難治性乳がん治療候補化合物として男性ホルモン合成酵素阻害剤「WH23」創出 岐阜大学

岐阜大学大学院連合創薬医療情報研究科の遠藤智史准教授らの研究グループは、難治性乳がんの治療を目指す新たな候補化合物として男性ホルモン合成酵素阻害剤「WH23」を創出した。
 WH23は、トリプルネガティブ乳がん(TNBC)の中でも治療が困難とされるルミナル・アンドロゲン受容体(LAR)陽性サブタイプに対する新規治療薬候補化合物として注目されている。
 同研究は、乳がんにおける男性ホルモンの代謝酵素DHRS11に着目し、特異的阻害剤を開発した点に大きな意義がある。未知の部分が多いDHRS11の機能を解明する強力なツールとなるだけでなく、治療法の選択肢が限られていた患者に対し、病態に合わせた「個別化医療」を実現する新たな一手としても期待される。
 同研究成果は、2月6日に、創薬化学の国際誌「European Journal of Medicinal Chemistry」のオンライン版で発表された。

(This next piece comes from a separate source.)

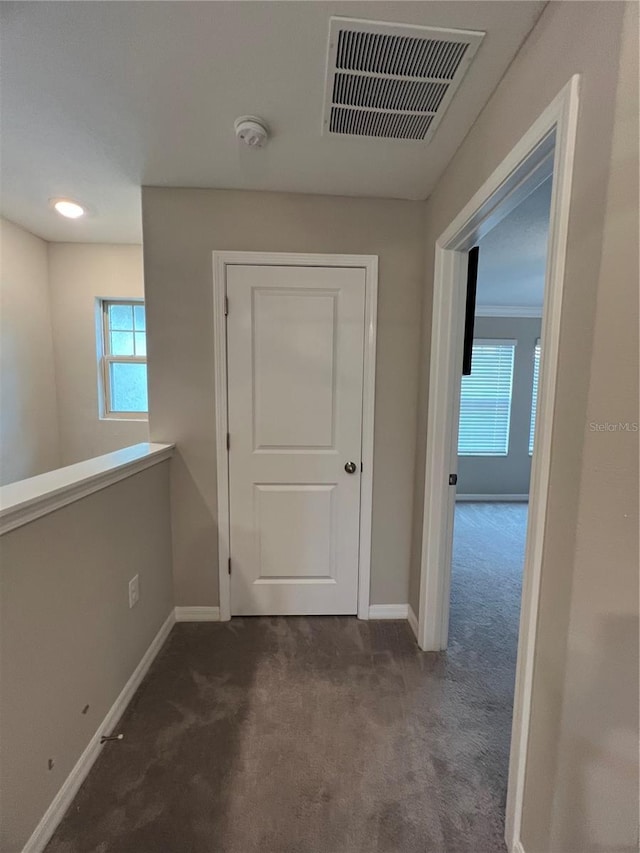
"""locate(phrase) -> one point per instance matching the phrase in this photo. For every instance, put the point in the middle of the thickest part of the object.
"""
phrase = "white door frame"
(369, 263)
(547, 147)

 TNBCは、ホルモン療法やHER2標的療法といった標準的な治療が効かず、治療が難しい乳がんとして知られている。中でもLARサブタイプ(LAR TNBC)は、アンドロゲン受容体(AR)を介して増殖する特徴がある。
 研究グループはこれまでに、アンドロゲン合成に関わる新しい酵素DHRS11を特定し、天然由来化合物KC-Aがこの酵素を阻害することを発見していた。同研究では、KC-Aの構造をさらに改良することで、より強力な治療効果を持つ化合物の開発に挑んだ。

強力なDHRS11阻害剤WH23の開発

 具体的には、23種類の誘導体を合成・評価した結果、最も強力な化合物「WH23」を同定した。WH23は、従来報告されている阻害剤よりも低い濃度(IC50 = 37 nM)でDHRS11の酵素活性を阻害する。分子モデリングなどの計算科学的手法と変異導入試験により、WH23がDHRS11の特定の部位(His210)と強固な水素結合を形成することが、その強力な阻害活性の鍵であることを解明した。

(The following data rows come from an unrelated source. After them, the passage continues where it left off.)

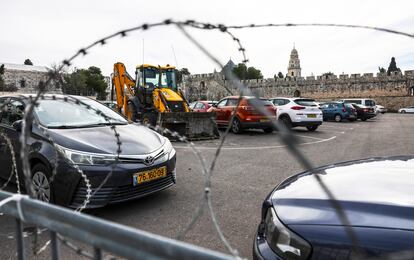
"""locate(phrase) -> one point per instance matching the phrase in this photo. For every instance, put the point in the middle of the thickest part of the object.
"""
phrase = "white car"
(406, 110)
(381, 109)
(295, 112)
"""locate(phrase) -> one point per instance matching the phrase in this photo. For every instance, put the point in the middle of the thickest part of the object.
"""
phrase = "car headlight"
(168, 149)
(284, 242)
(78, 157)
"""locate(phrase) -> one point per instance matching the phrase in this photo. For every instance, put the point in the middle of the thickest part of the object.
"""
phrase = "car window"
(231, 102)
(279, 102)
(222, 103)
(199, 105)
(12, 112)
(369, 103)
(306, 102)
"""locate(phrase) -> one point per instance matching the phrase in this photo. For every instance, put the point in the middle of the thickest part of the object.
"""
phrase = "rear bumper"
(257, 125)
(307, 123)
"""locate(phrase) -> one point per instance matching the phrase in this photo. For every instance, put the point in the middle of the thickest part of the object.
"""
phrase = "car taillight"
(247, 108)
(297, 108)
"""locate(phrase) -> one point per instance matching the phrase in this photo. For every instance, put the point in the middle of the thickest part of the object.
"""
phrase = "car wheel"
(286, 121)
(312, 128)
(236, 126)
(43, 189)
(268, 130)
(338, 118)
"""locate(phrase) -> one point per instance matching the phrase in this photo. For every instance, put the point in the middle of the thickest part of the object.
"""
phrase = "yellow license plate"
(150, 175)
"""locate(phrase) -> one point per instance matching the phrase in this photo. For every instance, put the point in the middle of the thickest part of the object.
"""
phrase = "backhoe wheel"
(236, 126)
(132, 112)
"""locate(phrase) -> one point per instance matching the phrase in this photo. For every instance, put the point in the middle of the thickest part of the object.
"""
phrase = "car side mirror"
(17, 125)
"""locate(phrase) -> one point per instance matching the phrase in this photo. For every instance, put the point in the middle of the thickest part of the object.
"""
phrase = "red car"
(246, 115)
(202, 106)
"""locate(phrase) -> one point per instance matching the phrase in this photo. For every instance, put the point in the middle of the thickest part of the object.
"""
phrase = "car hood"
(372, 193)
(135, 139)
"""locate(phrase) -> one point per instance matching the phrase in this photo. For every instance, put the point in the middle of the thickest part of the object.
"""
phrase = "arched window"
(296, 93)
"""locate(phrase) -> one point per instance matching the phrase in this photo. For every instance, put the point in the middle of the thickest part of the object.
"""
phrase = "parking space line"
(255, 147)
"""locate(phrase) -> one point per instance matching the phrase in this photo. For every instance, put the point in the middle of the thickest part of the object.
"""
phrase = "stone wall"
(393, 91)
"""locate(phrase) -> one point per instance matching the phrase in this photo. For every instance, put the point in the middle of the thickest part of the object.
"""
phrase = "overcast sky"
(49, 31)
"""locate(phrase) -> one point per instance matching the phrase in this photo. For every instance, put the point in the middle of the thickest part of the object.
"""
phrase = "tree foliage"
(85, 83)
(392, 67)
(242, 72)
(28, 62)
(180, 73)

図1. KC-AとWH23のDHRS11ドッキングモデルの比較

二重の作用メカニズムと抗腫瘍効果

 WH23は、TNBC細胞(MDA-MB-453)において、DHRS11によるアンドロゲン供給を断つだけでなく、ARの発現自体も抑制し、下流の増殖シグナルを抑制することがわかった。また、がん細胞の生存に関わるPI3K/AKT経路も阻害することが判明した。

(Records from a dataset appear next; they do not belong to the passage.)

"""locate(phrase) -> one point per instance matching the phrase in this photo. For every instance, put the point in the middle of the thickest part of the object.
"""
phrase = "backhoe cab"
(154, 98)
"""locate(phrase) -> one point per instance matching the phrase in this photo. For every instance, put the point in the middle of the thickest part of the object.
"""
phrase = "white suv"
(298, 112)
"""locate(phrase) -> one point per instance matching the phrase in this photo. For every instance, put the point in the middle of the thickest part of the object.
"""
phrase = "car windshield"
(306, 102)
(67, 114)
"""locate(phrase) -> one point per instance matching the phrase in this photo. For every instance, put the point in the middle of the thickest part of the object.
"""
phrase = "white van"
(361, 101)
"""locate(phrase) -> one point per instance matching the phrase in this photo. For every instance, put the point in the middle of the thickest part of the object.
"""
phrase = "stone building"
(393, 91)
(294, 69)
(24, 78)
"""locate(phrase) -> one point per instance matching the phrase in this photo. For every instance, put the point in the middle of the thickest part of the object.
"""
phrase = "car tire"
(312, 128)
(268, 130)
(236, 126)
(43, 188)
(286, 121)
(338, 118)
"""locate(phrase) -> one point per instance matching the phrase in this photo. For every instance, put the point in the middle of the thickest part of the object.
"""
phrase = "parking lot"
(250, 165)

図2. KC-AとWH23のAR発現抑制およびアンドロゲン依存性細胞増殖抑制効果

薬剤耐性の克服と相乗作用

 臨床で使用されるAKT阻害剤カピバセルチブ(Capivasertib、Cap)には、乳がん細胞において逆にDHRS11の発現を増加させてしまうという代償作用が生じることが判明した。そこで、Cap耐性細胞に対してWH23を併用したところ、顕著な相乗効果により細胞死が誘導されることを実証した。
 同研究で開発されたWH23は、アンドロゲンに依存した難治性乳がんの治療における有望なリード化合物である。今後、動物モデルを用いた体内での有効性評価(in vivo試験)や酵素-阻害剤複合体構造の解明によりさらに改良を進め、将来的な臨床応用に向けた研究を加速させる。

◆研究者コメント
 乳がんにおける男性ホルモンの役割や関連する酵素については、まだ多くの謎に包まれている。DHRS11は比較的なじみの薄い酵素かもしれないが、その特異的阻害剤を開発することには、基礎研究を大きく加速させる重要な意義があると考えている。
 こうしたニッチな分野への探求が、最終的には治療法が限られる患者さん一人ひとりに最適な治療を届ける『個別化医療』への道に繋がることを願っている。